A Liberal Democrat perspective?
Rooted in our values is empowering local people to advocate for themselves. Implicit is a belief that citizens are best placed to determine their future and can be trusted to hold those in power accountable. We should remind the UK Government that Sudan’s problems spring from its elite political disfunction. The voices of civil society groups, not the generals or the discredited political parties, should be central to negotiations.
No one suggests the de-Baathification strategy that was so disastrous in Iraq: the vast majority of soldiers have no ideological loyalty to either warring general: they mostly just want a regular pay check. However, the leading officers in both battling armies must be removed from Sudanese politics. This may be obvious to Liberal Democrats, but UK Government intends to continue where they left off when the fighting began.
Liberal Democrats in Parliament must urge the UK Government to be careful before they resume talks with the generals. We do have leverage: by working with Gulf governments, we can freeze and seize the bank accounts, assets and businesses of Sudan’s deep state, including the generals and Islamist old guard, which are mostly registered in Saudi and the UAE.
Moreover, Liberal Democrats in Parliament must not follow UK ministers into the “humanitarian” cul-de-sac. There are plenty of NGOs advocating for urgent humanitarian aid. Our role is to make sure the voices of the brave civilians who for years have faced down the men with guns are central to any future political settlement. It is a model suitable for conflicts closer to home, too.
* Rebecca Tinsley is founder of the human rights group, www.WagingPeace.info, and on the Liberal International British Group Executive
5 Comments
We have a “conflict” between one of the best-armed and drilled military machines in the world and a largely civilian Palestinian population “betweem the river and the sea” in Israel / Palestine. Some describe the forced displacement and banning of Palestinians from areas of Palestine in order to build illegal Jews / Zionist -only colonies, as ethnic cleansing and not a “conflict” between two remotely equal parties. It is time that the “human-rights-promoting” Liberal Democrats took a sensible collective view on whether we really do promote universal human rights withour fear or favour in relation to the persecution of Palestinians.

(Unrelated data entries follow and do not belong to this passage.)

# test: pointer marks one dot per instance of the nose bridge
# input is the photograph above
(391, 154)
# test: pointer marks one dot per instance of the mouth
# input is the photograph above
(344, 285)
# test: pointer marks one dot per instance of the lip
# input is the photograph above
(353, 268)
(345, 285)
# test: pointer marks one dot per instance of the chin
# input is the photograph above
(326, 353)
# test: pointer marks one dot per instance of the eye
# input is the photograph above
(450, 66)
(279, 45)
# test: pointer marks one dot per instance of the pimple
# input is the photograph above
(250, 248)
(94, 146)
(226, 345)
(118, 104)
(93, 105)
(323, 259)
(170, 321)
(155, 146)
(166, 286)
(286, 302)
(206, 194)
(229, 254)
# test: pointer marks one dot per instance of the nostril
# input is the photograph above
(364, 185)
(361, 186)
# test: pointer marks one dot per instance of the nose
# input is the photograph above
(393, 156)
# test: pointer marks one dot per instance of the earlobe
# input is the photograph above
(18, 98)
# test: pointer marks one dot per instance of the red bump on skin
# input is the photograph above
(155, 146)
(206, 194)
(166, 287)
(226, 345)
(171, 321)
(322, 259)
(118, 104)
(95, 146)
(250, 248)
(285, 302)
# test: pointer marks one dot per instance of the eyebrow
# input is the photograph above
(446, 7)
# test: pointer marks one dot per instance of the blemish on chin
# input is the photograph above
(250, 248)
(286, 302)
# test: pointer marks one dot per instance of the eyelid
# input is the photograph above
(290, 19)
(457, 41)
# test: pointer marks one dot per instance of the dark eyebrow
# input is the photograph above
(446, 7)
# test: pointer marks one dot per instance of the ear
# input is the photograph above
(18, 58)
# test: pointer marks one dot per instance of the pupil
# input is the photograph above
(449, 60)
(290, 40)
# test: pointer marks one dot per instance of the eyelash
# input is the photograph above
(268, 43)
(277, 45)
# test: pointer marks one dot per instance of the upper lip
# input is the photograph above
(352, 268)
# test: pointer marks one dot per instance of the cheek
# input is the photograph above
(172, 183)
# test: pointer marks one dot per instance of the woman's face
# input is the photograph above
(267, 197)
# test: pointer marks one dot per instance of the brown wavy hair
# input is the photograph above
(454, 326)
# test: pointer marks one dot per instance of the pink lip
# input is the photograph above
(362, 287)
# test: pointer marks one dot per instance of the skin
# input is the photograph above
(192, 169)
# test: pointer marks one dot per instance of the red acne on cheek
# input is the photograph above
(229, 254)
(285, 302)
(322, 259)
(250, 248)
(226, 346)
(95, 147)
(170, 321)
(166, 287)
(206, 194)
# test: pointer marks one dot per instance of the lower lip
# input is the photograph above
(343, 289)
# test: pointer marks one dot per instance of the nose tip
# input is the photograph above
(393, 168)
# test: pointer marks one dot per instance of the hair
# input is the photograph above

John Hall needs to remind himself of the times when the Palestinians have been offered a deal but preferred resistance and anti-normalisation instead: the White Paper of 1939; creation of Israel in 1948; wars of 1967 and 1973; Oslo Accords 1993; Abraham Accords 2020 etc etc etc
Mark Rankel. You epitomise what is wrong with Jewish colonisation of an already-settled land. “The Palestinians have been offered a deal”. You take land, livelihoods – indeed everything – from a section of a country’s population then “offer them a deal”. The Palestinians should have been consulted on what they would be prepared to accept and offered full compensation for their stolen property and injuries to life and limb
>” one of the best-armed and drilled military machines in the world”
Only possible because Israel discarded and continues to ignore one of three key tenets of Jewish faith…
Part of the solution to armed confllict is a more powerful United Nations with a stronger remit to prevent it. To better reflect our modern world it must be reformed for instance to have a two thirds majority for all decisions. Climate change makes the effects of armed conflict more dangerous to the entire world.